Stocks Are For Buying And Selling Not Collecting

Conventional wisdom tells us to “keep the emotions out of investing.” But it’s easier said than done. Especially when you’ve held a stock for years and watched it cycle through the good times and the bad. Maybe it has even helped send your kids to college or pay off your mortgage.

It’s easy to get attached to stocks like these. But it’s also very dangerous. In today’s Two-Minute Retirement Solution, Steve McDonald explains why sentimental investors are setting themselves up to get crushed.

Transcript:

One of the mistakes many retired people make regarding their portfolios is confusing investments with collectibles or mementos. I know, it sounds ridiculous. But you have to give this a listen. It’s a real problem.

When I was still working as a broker and an advisor, a good friend paid me the ultimate compliment. He asked me to look at his mother’s portfolio to see if I could help her out.

Two seconds into the review, I could see the problem. And I knew exactly what she had to do.

She had 80% of her money tied up in one stock, the company that employed her husband for decades.

I told them she had to diversify. The setup was very risky, as risky as holding small caps or speculative stocks. Just one problem with this company, and she could go broke.

The son gave me a look I’ve seen before. It was the look you would give a broker to say, “you’re doing this to generate commissions.” We were still on a commission structure back then.

I explained to him that my concerns weren’t about commissions and suggested that, in fact, I would help his mother, commission-free. I explained that holding so much of her money in just one stock was financial suicide.

The commission-free offer convinced him, but not his mother. She wanted to keep all of the stock, not because it was a good investment… or even for the dividend. Instead, she stated that if it weren’t for the company, she and her husband would have nothing.

She couldn’t bring herself to sell any of it.

They had done well because of this company. And that was true, but attaching sentiment to stock holdings also meant she didn’t own it just as an investment, but as a memento. The stock was a memory of her husband and their life together.

And it isn’t only about allegiance to a partner or a company.

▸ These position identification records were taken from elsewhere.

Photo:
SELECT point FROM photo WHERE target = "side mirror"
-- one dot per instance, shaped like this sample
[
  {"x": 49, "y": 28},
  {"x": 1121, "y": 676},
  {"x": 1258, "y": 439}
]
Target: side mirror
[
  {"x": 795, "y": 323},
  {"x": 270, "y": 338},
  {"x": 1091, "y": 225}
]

In Baltimore, where I worked as broker, everyone’s favorite stock (including retirees) was Baltimore Gas and Electric, BG&E.

And no one, no matter how much they had made in the stock, would sell it. Not a single share. Even suggesting to take a profit and buy a better utility would mean you’d lose an account, guaranteed.

BG&E was an excellent hold, and it made money until the electric utility industry was deregulated. When that happened, BG&E dropped like a rock, and finally, under a different name, went under. Much of that money vaporized, I’m sure.

And these two stories are not isolated incidents. This is more common than you might realize. I have seen it too often.

I had another client who had 60% of his wealth in one pharmaceutical stock, the company he retired from. And he gave the same reason as my friend’s mother for not diversifying: The company gave him everything.

In the 2000s, the stock dropped 70%… and it has never recovered.

Too many well-intentioned people fall into this trap. They own too much of a certain stock, and they think of their shares as collectibles or mementos, rather than investments. Or they think the shares are too good to sell.

Believe me, they are not.

Stocks are there to make money and only to make money. I don’t care who left them to you in their will, what company made your life better or what kind of sentiment you have attached to them.

Oversized positions are nothing but big disappointments in the making. Believe it!

You have to use all of the available tools to protect your assets, and diversification should be first on your list.